There are a great many subjects I want to write about at The Sacred Moment. I'll be explaining the title of that blog very soon, when I offer a lengthy consideration of Wagner's Tristan und Isolde, including both textual and musical matters, the myth from which the opera's story derives, and the series of dualities that Wagner questions and reformulates -- dualities that are the underpinnings of the West's central stories and philosophies. A number of the additional subjects I'll be discussing at The Sacred Moment are suggested by the stories and observations above. And I will still write about politics and current events -- but only about events or trends that I view as of unusual importance. Most of the debates and controversies that consume political blogging are forgotten by the next week or month. To be honest, I view the great majority of those discussions as ultimately trivial and of very marginal interest. There are deeper reasons for my frustration with contemporary political debate, and I will explain them soon in an essay that will be posted here. That piece will concern the death of politics in any genuinely meaningful sense in our time, given the terms in which most current debates are conducted. Because Iran continues to be in the news, I will repost here my earlier entries on that subject and complete the series on Iran that I had begun. Events that may well lead to a conflagration that might destroy large parts of the world certainly merit some consideration, and I see almost no one making certain points that I think require explanation.

I had previously spent the time I did on political issues of the day in part because I had hoped those posts might attract a larger audience for what I consider my more valuable writing, such as the series On Torture.
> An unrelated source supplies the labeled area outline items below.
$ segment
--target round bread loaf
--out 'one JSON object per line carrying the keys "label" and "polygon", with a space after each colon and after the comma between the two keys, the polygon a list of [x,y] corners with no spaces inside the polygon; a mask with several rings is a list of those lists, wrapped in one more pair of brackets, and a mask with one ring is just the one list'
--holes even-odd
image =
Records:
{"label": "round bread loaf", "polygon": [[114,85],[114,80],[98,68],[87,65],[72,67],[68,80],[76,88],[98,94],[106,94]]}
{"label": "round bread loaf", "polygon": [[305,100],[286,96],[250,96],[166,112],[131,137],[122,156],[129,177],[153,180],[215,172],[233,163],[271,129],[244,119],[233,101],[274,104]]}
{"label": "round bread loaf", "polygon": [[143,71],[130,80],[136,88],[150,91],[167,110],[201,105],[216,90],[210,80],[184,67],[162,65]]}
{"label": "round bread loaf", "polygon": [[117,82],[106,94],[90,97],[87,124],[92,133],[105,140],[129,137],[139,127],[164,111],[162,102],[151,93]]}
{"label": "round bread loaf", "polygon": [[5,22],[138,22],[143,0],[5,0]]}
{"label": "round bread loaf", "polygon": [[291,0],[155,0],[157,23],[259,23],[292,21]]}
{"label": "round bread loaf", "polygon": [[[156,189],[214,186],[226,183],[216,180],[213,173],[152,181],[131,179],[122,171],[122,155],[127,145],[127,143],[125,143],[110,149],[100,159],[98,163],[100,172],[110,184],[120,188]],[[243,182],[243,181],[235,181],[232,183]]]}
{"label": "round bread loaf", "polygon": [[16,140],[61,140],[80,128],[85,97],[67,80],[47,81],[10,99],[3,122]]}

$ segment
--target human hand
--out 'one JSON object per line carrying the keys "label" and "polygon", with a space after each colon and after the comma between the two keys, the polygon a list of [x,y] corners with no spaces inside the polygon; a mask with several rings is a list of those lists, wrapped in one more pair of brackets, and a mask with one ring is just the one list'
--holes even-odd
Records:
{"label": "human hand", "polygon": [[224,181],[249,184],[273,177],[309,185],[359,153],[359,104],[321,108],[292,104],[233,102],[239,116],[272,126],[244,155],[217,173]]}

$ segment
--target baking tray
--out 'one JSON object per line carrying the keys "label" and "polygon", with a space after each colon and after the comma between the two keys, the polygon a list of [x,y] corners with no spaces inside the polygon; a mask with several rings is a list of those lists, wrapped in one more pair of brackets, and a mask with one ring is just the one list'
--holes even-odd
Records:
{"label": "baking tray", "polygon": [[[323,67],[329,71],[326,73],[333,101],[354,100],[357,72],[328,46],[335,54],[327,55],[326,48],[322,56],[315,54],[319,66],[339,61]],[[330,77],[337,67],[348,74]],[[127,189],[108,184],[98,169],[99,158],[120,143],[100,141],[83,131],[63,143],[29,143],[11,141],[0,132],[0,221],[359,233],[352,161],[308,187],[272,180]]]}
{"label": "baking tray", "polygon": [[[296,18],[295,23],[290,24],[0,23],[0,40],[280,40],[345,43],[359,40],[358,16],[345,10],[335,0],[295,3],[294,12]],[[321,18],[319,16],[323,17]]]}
That strategy proved unsuccessful. So I have a question for readers: Do you have any ideas or suggestions for how I might market my writing? I admit that I feel largely at a loss, and completely stymied and frustrated on that score. I would be very grateful if you would write me with any thoughts you might have.

So there is a great deal of writing that I still very much want to do. I simply don't know where the audience for it might be, or how to contact it. But I will tell you this: The Sacred Moment and this blog will not be taken down again. Even if I'm unable to continue writing at some point, the essays that I have written will remain available for those who are interested. And as I indicated, I will have more to say concerning what I've been thinking about and why I am proceeding in this manner as time goes by.

Thanks for dropping by. I'll be back very soon, and I will continue reposting earlier essays on both blogs over the next several days. For politics, you should come here.

But if you want to dance, then I hope that The Sacred Moment is a site where you will choose to spend some time in the future.